Rich Lowry (Enough said, but open for discussion anyway)
2004 might turn out to be the year when blacks began their journey in the liberal imagination from perpetual victims of bigotry to "bigots" themselves. The left has always forgiven the black community a lot -- its religiosity, with which Jerry Falwell could feel comfortable; its retrograde views on abortion and school prayer; its hostility to gay rights. But now blacks just might have gone too far: They've started to vote Republican.
A pre-election survey by the well-respected Joint Center for Political and Economic Studies had President Bush's support among black voters going from 9 percent in 2000 to 18 percent in 2004. In that survey, Bush's support among black self-described evangelicals hit a stunning 36 percent. "We haven't seen a number like 36 percent anywhere in the black community in a generation," says conservative activist Richard Nadler, who has made it his business to win blacks to the GOP through targeted advertising and outreach.
The numbers fell off on Election Day. According to the exit polls, Bush's support among blacks nationally inched up only slightly from 9 percent in 2000 to 11 percent in 2004. But the kind of dramatic movement in the pre-election Joint Center survey showed up in the battleground states where the GOP invested the most resources to woo black voters. Bush went from 7 percent of the black vote in Florida in 2000 to 13 percent in 2004. In all-important Ohio, Bush's support among blacks rose from 10 percent to 16 percent.

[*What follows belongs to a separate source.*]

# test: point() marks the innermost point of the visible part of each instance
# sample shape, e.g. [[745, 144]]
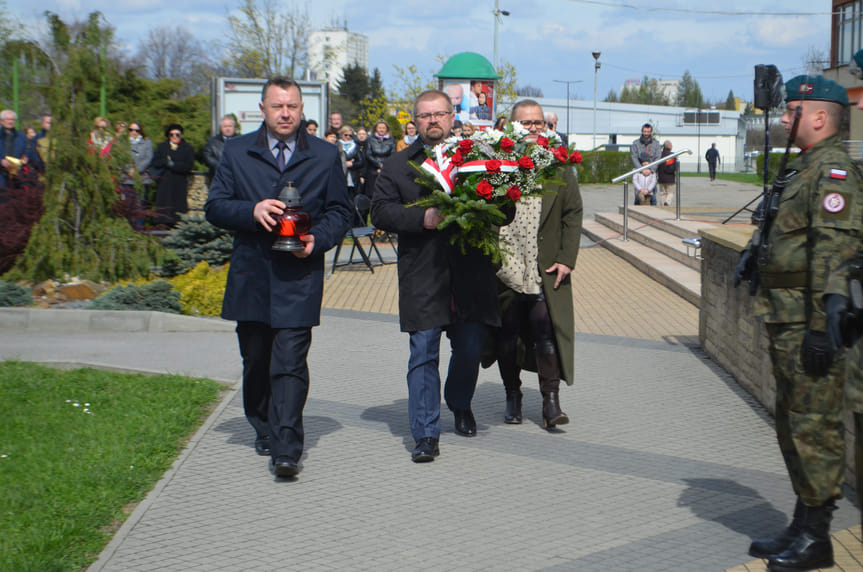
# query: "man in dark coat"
[[712, 157], [440, 289], [13, 144], [275, 297], [216, 143], [174, 159]]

"I have not found a single black precinct where Bush's vote went down from 2000," Nadler says. "It just went up everywhere." One Republican strategist predicts that the GOP share of the black vote will hit 30 percent within the next few election cycles. If it does, many religious black voters will be finding their appropriate home in a political environment defined by a cultural split over social issues.